E-readers or tablets? New Nook Color could be both.

E-readers will have a very interesting holiday season. With the Kindle Fire and a new Nook around the corner, shoppers can choose from plenty of great e-readers that resemble tablets. 

E-readers galore! Amazon CEO Jeff Bezos introduces the Amazon Kindle Fire, which will reportedly debut the same week as a new Nook e-reader / tablet.

Newscom/FILE

November 4, 2011

Barnes & Noble is taking on Amazon and its Kindle Fire tablet by expanding its lineup of Nook e-readers to include a lighter, faster, 7-inch color touchscreen device called the Nook Tablet, according to documents obtained by Engadget.

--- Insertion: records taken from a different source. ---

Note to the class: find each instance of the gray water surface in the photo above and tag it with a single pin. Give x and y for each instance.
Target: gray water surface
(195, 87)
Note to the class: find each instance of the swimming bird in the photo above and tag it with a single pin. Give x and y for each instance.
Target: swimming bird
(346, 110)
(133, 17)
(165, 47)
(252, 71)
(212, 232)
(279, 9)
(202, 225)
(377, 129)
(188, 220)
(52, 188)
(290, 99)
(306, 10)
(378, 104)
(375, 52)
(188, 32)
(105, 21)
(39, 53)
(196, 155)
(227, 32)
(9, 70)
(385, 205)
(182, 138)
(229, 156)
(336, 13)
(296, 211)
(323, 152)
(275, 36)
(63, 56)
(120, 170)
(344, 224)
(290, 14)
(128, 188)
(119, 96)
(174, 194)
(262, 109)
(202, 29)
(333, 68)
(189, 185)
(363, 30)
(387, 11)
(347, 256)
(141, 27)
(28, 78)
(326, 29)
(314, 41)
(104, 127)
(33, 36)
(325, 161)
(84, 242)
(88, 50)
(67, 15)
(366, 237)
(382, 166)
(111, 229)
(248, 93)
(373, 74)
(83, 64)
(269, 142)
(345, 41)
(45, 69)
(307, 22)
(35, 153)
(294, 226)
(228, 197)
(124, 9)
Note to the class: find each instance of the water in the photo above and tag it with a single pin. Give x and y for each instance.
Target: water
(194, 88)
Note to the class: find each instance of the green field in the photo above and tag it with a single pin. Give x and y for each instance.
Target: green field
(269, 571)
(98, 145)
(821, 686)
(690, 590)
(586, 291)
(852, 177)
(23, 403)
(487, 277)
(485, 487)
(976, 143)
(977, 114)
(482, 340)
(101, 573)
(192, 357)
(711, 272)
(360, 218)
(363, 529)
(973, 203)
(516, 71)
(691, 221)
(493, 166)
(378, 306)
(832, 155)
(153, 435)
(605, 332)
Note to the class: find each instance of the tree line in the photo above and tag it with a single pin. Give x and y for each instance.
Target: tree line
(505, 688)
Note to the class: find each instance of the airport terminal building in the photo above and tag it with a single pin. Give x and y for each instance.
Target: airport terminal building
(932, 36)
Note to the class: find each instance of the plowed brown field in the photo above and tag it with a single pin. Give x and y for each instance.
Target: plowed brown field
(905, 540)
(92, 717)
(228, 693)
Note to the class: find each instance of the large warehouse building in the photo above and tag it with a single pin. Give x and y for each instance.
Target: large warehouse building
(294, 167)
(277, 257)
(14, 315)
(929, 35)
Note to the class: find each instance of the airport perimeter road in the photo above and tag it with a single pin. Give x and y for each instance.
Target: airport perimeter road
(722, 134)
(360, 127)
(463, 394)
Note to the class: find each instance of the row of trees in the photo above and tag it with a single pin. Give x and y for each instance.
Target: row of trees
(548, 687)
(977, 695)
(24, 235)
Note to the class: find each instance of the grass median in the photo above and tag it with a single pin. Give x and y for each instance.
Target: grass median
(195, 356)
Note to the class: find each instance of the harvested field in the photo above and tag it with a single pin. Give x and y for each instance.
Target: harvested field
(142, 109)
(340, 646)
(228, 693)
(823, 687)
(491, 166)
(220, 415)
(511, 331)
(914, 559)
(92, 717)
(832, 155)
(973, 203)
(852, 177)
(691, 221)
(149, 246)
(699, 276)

The Nook Tablet, which will retail for $249, closely resembles the Nook Color but has beefed-up specifications. It comes with a dual core processor, 16 GB of storage — twice that of both the Nook Color and the Kindle Fire — and weighs in at just 14.1 ounces.

The supped-up touchscreen e-reader and tablet hybrid appears to start shipping on November 16 — just one day after the Kindle Fire’s shipping date — with pre-orders beginning on November 7, following the company’s scheduled Nook press event in New York.

With a price point $50 more than Amazon’s Kindle Fire, and a launch schedule that appears a bit rushed following Amazon’s splashy Fire reveal a few weeks ago, what will make the Nook Tablet stand out among an expanding group of e-readers and tablets? The leaked documents tout "twice the selection" of applications, "twice the power" and "twice the built-in memory," but that’s unlikely to sound groundbreaking to the average consumer.

With the release of the Nook Tablet, the price of the Nook Color will be reduced to $199 from $249.

Already, Amazon is expected to sell as many as 5 million of its new Kindle Fire tablets before the end of 2011.

JPMorgan analyst Douglas Anmuth stated in a research note he thinks the e-commerce company can move 5 million of the Android-based units during Q4.

The 7-inch color, touchscreen, email-fetching, app-running, web-browsing gadget sells for $199, making it the perfect downmarket competitor to the iPad 2, which starts at $499.

And for gift-giving holiday shoppers, the Fire and its ilk (such as the Kobo Vox and Nook Color) represent a great compromise between flashy functionality and recession-friendly pricing.

The highly anticipated Fire will be available for sale starting November 15. On the day of the Kindle Fire announcement, Amazon took 95,000 pre-orders for the gadget. The original Nook Color is on sale now. Kobo started shipping Vox units last month.

For contrast, Apple sold around 4.7 million iPad units in the second quarter, when its iPad 2 launched. The company stated it was selling the units as fast as it could make them.

While the Fire is more consumer-friendly in its pricing, it also faces more competition in its vertical and price range than does the iPad. Between the Nook and Kobo competing products, the new breed of color, touchscreen e-readers are mighty similar to tablets in their functionality, and it would be difficult to say which of the three is best in class.

Anmuth also predicted consumers will see multiple Kindle Fire variants next year, including 7-inch and 10-inch models and 3G connectivity options.